Why firewalls won’t matter in a few years - liotier
http://etherealmind.com/why-firewalls-wont-matter-in-a-few-years/
======
nickpsecurity
Firewalls are just some stupid crap industry made up and went with. We've
known since the Orange Book days that security had to be done holistically
involving every endpoint and network. Their standard for security was a strong
TCB on endpoint with trusted path (see EROS or Dresden's Nitpicker); a network
card with onboard security kernel, firewall, and crypto (see GNTP + GEMSOS);
connections between networks through high assurance guards (see Boeing SNS or
BAE's SAGE); proxies + guard software for risky protocols such as email (see
mail guards like SMG or Nexor). All of this collectively working together was
what it took to enforce a fairly-simple, security policy (MLS). More flexible
attempts happened in capability model with KeyKOS + KeySAFE, E programming
language, CapDesk desktop, and so on.

So, the above was the minimum that NSA et al would consider secure against
adversaries on their level. Every security-critical component was carefully
spec'd, implementation mapped against spec 1-to-1, analyzed for covert
channels, pen-tested, and even generated on-site. Commercial industry, aiming
at max profit and time to market, just shipped stuff with security features
but not assurance. Broke every rule in the field. Came up with firewalls
(knockoff of guards), AV, and so on to counter minor tactics. Of course that
didn't work as it doesn't solve the central security problem: making sure all
states or flows in the system correspond to a security policy.

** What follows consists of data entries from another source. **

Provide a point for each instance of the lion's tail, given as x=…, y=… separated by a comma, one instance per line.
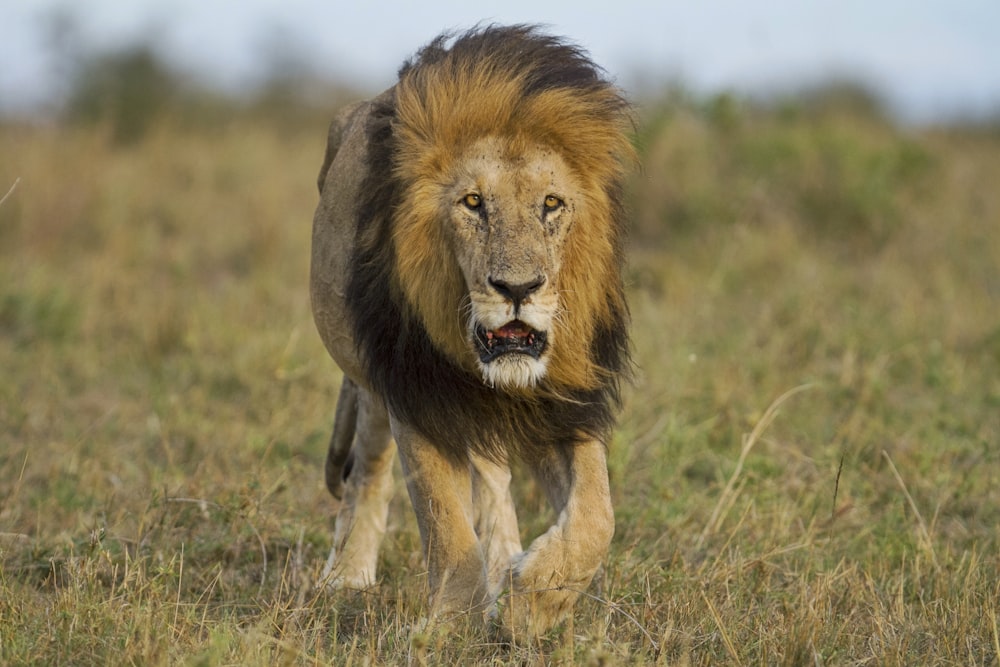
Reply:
x=338, y=456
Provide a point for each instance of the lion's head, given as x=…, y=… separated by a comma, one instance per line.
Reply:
x=507, y=234
x=489, y=253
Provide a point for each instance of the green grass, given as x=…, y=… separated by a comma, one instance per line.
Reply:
x=807, y=470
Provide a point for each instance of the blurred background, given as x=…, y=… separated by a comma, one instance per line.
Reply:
x=926, y=62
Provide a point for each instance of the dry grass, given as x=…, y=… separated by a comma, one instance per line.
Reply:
x=806, y=472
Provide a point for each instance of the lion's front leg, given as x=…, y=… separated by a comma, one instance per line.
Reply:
x=441, y=492
x=495, y=517
x=546, y=580
x=367, y=490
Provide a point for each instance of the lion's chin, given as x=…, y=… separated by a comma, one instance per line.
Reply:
x=514, y=371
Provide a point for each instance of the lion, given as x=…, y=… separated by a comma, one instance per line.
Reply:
x=466, y=277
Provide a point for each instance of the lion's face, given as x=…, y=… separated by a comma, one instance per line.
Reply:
x=508, y=210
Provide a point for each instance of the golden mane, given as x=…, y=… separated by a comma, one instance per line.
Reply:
x=525, y=88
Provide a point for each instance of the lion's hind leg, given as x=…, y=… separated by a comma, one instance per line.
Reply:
x=359, y=466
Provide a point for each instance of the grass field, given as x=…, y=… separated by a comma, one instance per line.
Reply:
x=807, y=470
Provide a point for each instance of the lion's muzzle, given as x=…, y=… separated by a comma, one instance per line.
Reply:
x=515, y=337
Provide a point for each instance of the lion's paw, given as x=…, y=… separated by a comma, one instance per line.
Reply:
x=537, y=598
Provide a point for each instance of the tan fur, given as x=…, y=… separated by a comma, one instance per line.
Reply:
x=434, y=134
x=455, y=130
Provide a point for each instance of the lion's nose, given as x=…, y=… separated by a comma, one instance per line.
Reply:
x=516, y=293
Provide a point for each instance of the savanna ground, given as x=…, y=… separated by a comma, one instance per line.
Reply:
x=807, y=470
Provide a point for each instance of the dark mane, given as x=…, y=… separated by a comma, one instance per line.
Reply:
x=448, y=405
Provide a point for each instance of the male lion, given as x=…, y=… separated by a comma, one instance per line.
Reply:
x=466, y=276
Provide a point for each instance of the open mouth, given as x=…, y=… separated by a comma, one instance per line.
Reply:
x=515, y=337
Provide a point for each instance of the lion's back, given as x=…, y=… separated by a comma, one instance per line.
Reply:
x=335, y=224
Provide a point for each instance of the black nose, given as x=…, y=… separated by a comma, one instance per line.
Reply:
x=517, y=293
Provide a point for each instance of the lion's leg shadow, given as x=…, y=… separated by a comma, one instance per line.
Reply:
x=545, y=581
x=365, y=480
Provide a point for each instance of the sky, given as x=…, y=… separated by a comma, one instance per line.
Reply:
x=928, y=59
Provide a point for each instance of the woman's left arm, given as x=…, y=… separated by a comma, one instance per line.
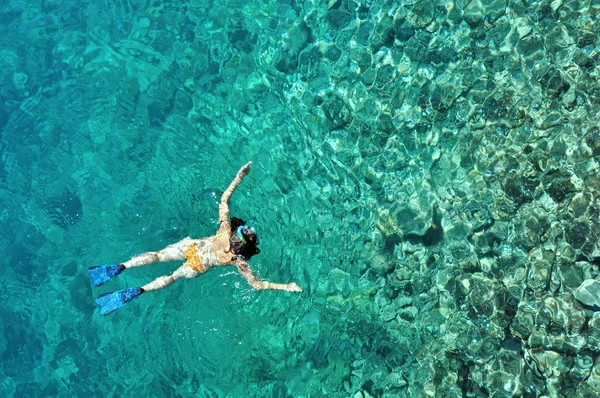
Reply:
x=246, y=272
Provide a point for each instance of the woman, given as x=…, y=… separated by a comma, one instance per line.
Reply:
x=235, y=243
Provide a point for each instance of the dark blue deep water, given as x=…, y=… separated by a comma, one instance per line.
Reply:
x=427, y=171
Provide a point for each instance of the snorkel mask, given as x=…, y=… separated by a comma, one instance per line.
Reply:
x=248, y=230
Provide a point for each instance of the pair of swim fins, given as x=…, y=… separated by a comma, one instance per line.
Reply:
x=110, y=302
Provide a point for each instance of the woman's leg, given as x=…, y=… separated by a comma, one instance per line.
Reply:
x=162, y=281
x=170, y=253
x=106, y=272
x=110, y=302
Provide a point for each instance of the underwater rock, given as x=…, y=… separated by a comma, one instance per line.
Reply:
x=593, y=332
x=474, y=13
x=415, y=216
x=589, y=293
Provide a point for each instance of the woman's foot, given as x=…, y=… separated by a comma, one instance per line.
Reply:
x=103, y=273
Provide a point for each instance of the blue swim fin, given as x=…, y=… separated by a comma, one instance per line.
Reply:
x=110, y=302
x=104, y=273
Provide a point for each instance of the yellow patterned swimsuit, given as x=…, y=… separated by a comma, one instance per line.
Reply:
x=202, y=255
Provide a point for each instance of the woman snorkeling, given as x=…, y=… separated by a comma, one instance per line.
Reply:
x=235, y=243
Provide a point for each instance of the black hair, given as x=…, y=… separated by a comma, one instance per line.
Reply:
x=242, y=250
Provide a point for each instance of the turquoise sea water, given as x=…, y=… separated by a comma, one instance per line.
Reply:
x=427, y=171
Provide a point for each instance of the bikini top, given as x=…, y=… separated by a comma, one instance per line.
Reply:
x=202, y=254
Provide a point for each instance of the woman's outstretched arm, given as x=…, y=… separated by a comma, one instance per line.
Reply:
x=244, y=269
x=223, y=205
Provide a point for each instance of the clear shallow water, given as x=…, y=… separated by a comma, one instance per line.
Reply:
x=427, y=172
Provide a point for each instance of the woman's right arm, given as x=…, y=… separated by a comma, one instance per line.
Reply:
x=223, y=205
x=244, y=269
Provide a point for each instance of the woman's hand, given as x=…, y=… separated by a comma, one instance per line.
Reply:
x=245, y=169
x=292, y=287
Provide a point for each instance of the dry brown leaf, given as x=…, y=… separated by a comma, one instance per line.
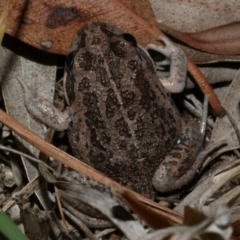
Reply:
x=221, y=40
x=153, y=219
x=51, y=25
x=193, y=16
x=105, y=204
x=223, y=129
x=12, y=66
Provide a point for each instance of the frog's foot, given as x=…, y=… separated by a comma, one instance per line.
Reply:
x=43, y=110
x=175, y=82
x=179, y=167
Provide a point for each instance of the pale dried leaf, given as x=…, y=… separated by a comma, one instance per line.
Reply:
x=41, y=76
x=210, y=185
x=195, y=16
x=215, y=74
x=52, y=26
x=105, y=204
x=215, y=223
x=223, y=129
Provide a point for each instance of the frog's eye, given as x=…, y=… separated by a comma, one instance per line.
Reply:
x=130, y=38
x=69, y=61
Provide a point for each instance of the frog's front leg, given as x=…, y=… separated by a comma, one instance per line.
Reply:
x=43, y=110
x=175, y=82
x=180, y=166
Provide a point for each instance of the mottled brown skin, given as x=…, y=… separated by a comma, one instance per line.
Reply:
x=123, y=120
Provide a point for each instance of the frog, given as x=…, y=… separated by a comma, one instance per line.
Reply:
x=120, y=118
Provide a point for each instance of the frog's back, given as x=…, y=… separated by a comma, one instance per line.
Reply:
x=123, y=121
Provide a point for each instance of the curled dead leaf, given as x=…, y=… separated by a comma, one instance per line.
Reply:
x=222, y=40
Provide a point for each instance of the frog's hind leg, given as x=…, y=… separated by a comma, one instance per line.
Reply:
x=175, y=82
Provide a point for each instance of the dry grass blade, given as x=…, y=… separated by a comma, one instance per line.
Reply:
x=105, y=204
x=4, y=17
x=74, y=163
x=153, y=219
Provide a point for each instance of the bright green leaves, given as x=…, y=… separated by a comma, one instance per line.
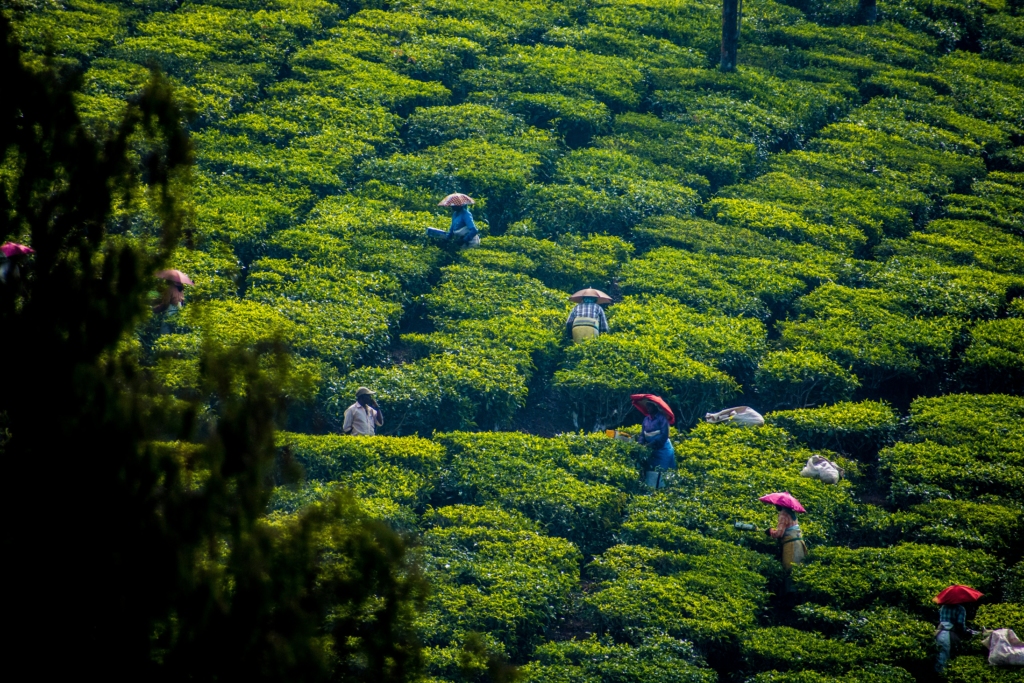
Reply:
x=493, y=571
x=907, y=574
x=856, y=429
x=802, y=379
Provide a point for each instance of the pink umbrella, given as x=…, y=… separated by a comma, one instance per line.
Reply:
x=12, y=248
x=783, y=499
x=957, y=595
x=457, y=199
x=174, y=276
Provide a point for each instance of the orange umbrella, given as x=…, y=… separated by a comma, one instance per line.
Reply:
x=175, y=276
x=591, y=292
x=640, y=398
x=457, y=199
x=956, y=595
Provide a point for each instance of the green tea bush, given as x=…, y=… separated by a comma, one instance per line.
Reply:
x=856, y=429
x=988, y=426
x=566, y=264
x=994, y=358
x=782, y=647
x=887, y=635
x=328, y=458
x=773, y=221
x=969, y=243
x=655, y=659
x=967, y=523
x=569, y=495
x=803, y=379
x=599, y=376
x=493, y=571
x=974, y=669
x=867, y=674
x=857, y=208
x=727, y=285
x=907, y=575
x=862, y=330
x=698, y=598
x=731, y=344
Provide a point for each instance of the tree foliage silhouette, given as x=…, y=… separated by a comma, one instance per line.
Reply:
x=141, y=518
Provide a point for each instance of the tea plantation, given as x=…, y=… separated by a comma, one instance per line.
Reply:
x=834, y=235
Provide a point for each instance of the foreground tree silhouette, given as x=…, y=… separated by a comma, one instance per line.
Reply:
x=141, y=549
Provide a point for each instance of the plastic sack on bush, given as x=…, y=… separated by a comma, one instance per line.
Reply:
x=1004, y=648
x=821, y=468
x=741, y=415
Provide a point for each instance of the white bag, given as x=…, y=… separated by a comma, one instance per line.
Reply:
x=1004, y=648
x=741, y=415
x=821, y=468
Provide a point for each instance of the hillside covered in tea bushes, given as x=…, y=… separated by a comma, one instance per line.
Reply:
x=833, y=235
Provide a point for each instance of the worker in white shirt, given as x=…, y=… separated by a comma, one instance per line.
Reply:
x=364, y=416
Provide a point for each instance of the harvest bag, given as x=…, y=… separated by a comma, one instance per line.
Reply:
x=584, y=328
x=741, y=415
x=1004, y=648
x=821, y=468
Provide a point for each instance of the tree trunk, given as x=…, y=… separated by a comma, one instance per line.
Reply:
x=867, y=10
x=730, y=34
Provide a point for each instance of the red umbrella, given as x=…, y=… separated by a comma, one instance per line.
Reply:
x=12, y=248
x=956, y=594
x=457, y=199
x=640, y=398
x=175, y=276
x=591, y=292
x=783, y=499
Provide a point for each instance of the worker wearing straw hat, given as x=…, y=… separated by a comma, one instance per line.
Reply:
x=363, y=417
x=587, y=319
x=463, y=227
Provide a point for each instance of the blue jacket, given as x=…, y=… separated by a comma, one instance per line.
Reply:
x=463, y=225
x=654, y=434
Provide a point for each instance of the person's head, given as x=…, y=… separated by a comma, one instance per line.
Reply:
x=787, y=512
x=364, y=396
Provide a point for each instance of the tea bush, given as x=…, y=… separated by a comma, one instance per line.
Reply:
x=857, y=429
x=568, y=494
x=907, y=574
x=803, y=379
x=493, y=571
x=698, y=598
x=656, y=658
x=839, y=219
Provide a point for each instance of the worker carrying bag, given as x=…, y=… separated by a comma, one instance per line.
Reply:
x=585, y=328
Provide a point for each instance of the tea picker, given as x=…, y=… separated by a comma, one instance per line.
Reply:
x=463, y=228
x=14, y=255
x=787, y=530
x=654, y=434
x=952, y=620
x=587, y=319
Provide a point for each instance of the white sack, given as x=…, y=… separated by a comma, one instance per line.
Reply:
x=741, y=415
x=1005, y=648
x=821, y=468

The best route is to put security in the end-point along with E-like tools for
distributed applications and hardware acceleration of difficult parts. Within
your trust domain, you just check data types and use that for information flow
control (aka security). Outside trust domain, you do input validation and
checks before assigning types. The hardware will be like crash-safe.org or
CHERI processor in that it handles the rest. A security-aware, I/O offload
engine will help too. Fixing the root problem along with a unified model
(capability-based, distributed) will make most security problems go away. At
that point, firewalls will be about keeping out the riff raff and preventing
DOS attacks.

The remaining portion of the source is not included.